See part 2
See part 3
Written by Dyami Millarson
Saterfrisian or Saterlandic is spoken in Saterland, Germany, approximately 40 kilometres from the border with the Kingdom of the Netherlands. There are still three villages in the German region Saterland where Saterfrisian is traditionally spoken: Scharrel, where the Seelterfräiske Kultuurhuus (Saterfrisian Cultural Home) is located that hosts its own local radio station in Saterfrisian and houses a library of Saterfrisian books, Strücklingen, and Ramsloh. Each village has its own variant of Saterfrisian, and so there are traditionally 3 variants of Saterfrisian: Scharrel Frisian, Strücklingen Frisian and Ramsloh Frisian respectively. There is a fourth Saterfrisian-speaking village called Sedelsberg which is relatively new, because it came into existence in the 19th century through colonisation by neighbouring villages. The majority of its population was Saterfrisian-speaking during the early colonisation of the new village, but nowadays only a few elderly people in Sedelsberg can still speak Saterfrisian.
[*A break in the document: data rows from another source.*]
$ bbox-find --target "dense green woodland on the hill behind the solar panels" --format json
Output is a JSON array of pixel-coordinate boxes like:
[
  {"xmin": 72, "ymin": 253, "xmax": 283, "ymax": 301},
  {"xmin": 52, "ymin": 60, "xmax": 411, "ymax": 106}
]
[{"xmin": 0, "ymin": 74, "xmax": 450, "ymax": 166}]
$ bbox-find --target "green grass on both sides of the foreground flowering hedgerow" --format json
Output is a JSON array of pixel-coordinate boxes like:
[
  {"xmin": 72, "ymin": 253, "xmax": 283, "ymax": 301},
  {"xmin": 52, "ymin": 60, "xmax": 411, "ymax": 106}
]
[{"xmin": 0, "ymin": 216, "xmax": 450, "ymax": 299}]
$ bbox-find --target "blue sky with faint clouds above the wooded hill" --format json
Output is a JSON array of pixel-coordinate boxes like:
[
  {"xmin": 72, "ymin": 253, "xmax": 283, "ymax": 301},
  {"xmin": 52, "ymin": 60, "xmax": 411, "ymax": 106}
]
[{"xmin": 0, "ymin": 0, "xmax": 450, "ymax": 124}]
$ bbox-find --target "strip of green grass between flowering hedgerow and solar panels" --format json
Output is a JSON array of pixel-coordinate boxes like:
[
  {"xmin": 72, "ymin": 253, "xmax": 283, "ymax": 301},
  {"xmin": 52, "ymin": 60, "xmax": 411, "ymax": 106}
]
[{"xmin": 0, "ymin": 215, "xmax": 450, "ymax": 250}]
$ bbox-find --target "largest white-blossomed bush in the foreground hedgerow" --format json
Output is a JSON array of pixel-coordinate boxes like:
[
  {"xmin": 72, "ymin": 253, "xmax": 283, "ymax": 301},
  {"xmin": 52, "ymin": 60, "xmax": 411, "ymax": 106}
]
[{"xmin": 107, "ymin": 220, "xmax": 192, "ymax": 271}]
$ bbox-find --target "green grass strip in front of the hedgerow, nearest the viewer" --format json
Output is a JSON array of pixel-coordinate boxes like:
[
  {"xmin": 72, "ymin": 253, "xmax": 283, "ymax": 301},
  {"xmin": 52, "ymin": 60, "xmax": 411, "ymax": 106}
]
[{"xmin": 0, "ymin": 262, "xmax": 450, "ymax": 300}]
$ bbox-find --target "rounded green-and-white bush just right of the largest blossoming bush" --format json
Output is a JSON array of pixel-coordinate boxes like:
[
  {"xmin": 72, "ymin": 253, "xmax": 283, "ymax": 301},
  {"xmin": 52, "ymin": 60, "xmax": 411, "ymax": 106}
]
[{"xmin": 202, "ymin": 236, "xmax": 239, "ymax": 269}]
Saterland is a municipality formed as recently as 1974 by the merger of the four villages Scharrel, Strücklinge, Ramsloh and Sedelsberg which used to be their own independent municipalities before 1974. The new municipality that has existed since 1974 is part of the district Cloppenburg within the German state of Niedersachsen in Northwestern Germany. Saterland has enjoyed geographical isolation for many centuries due to geographical barriers such as bog landscape and waterways, and this offers a historical-geographical explanation for the independent development of Saterlandic East Frisian in the 3 traditionally Saterlandic-speaking villages. A clear picture of geographical ‘protection’ from all sides emerges: The Leda river more or less demarcates the Northern border of Saterland, the contemporary Elisabethfehnkanal which was built in the 19th century seals off the Eastern border of Saterland, the Coastal Canal (Küstenkanal) borders on Saterland in the South, the Western border was historically almost impenetrable due to bog which is a kind of wetland. The Saterland Frisians nevertheless interacted a lot with the outside world as they used the waterways for trade, and this historical function may also be reflected in Saterlandic. It has been asserted by researcher Pyt Kramer that Saterfrisian was a language used for trade.
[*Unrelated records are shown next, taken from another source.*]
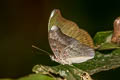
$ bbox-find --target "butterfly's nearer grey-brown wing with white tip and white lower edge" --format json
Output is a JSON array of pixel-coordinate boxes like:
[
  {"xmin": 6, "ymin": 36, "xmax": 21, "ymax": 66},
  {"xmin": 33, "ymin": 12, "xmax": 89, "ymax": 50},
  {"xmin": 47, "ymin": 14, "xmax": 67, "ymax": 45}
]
[{"xmin": 49, "ymin": 26, "xmax": 94, "ymax": 64}]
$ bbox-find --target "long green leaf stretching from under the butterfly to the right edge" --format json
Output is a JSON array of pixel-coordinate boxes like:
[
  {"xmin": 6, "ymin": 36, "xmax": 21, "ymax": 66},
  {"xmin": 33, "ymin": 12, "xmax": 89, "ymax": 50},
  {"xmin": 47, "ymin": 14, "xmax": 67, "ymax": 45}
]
[{"xmin": 74, "ymin": 49, "xmax": 120, "ymax": 75}]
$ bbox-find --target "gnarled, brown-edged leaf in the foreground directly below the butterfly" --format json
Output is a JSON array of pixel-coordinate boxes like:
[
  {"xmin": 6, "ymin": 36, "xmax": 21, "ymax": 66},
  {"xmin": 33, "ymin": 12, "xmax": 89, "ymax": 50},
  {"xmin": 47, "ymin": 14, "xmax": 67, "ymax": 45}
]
[{"xmin": 33, "ymin": 65, "xmax": 92, "ymax": 80}]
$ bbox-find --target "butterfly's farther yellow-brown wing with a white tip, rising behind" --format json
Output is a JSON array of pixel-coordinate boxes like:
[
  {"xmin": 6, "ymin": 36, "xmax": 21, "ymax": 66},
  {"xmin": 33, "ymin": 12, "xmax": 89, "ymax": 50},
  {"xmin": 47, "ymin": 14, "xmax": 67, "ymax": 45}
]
[{"xmin": 48, "ymin": 9, "xmax": 94, "ymax": 48}]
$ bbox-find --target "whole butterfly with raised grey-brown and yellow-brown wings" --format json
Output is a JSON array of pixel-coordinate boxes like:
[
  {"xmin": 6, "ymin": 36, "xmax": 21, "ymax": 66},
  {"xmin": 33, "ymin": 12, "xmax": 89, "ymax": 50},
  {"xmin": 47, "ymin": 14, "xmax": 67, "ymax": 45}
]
[{"xmin": 48, "ymin": 9, "xmax": 95, "ymax": 65}]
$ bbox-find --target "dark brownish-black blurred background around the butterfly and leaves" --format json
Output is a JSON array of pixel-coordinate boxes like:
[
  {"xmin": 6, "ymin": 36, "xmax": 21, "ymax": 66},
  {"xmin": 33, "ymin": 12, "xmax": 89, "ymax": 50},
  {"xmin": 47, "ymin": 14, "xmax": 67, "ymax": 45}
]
[{"xmin": 0, "ymin": 0, "xmax": 120, "ymax": 80}]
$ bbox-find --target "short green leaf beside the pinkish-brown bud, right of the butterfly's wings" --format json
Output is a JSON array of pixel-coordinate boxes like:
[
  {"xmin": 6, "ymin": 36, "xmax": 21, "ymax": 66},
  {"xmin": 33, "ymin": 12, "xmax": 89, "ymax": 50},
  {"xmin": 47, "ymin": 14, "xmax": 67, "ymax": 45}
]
[{"xmin": 94, "ymin": 31, "xmax": 120, "ymax": 50}]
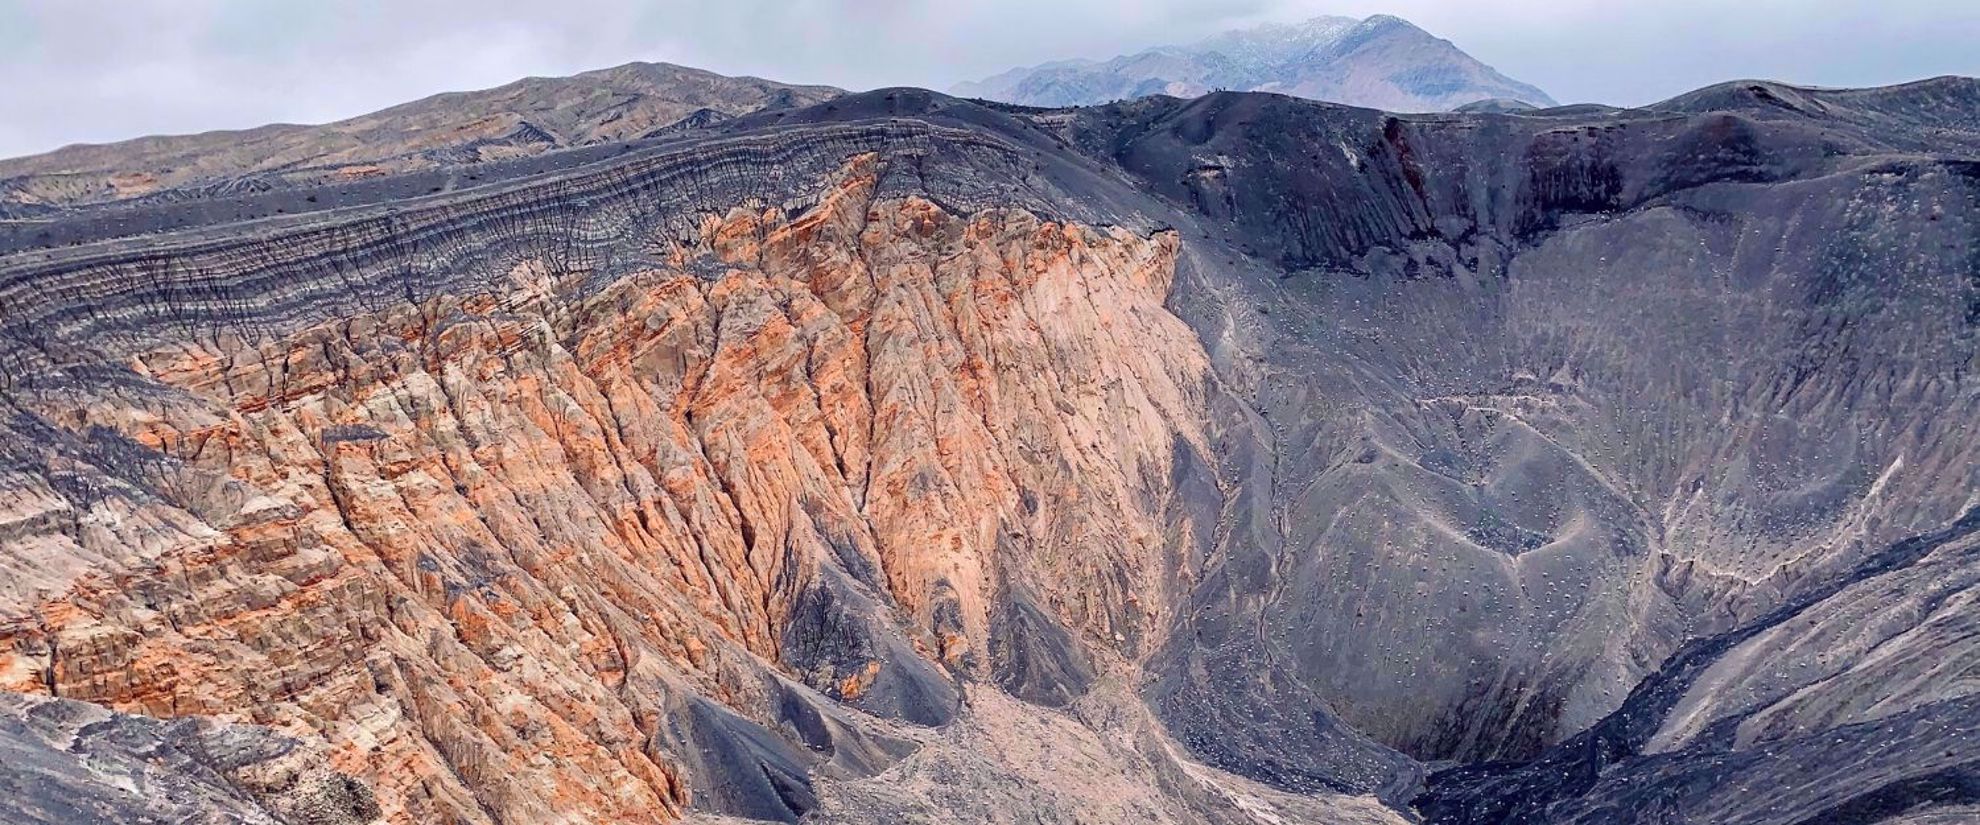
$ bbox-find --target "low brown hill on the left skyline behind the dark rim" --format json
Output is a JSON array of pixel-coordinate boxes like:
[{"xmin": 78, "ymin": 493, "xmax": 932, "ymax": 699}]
[{"xmin": 0, "ymin": 63, "xmax": 843, "ymax": 216}]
1 February 2019 marks the beginning of our language challenge regarding Saterfrisian or Saterlandic. This means that we will focus exclusively on Saterfrisian. We expect to study Saterfrisian intensively at least until the end of the month. The challenge may be prolonged for 2 weeks if we are not satisfied with the current results of our intensive language study. There is much haste in learning Saterfrisian, because we would still like to converse with elderly fluent speakers of Saterfrisian, especially whoever authored texts in Saterfrisian, and elderly people who have made great contributions to Saterfrisian. We intend to meet Margaretha Grosser, Pyt Kramer (whom we have desired to meet since 2016 because he is a West Frisian with extensive knowledge about Saterfrisian), and Marron Curtis Fort. By learning to speak and write Saterfrisian, we hope to honour the legacy of these individuals and continue their work for the conservation of Saterfrisian.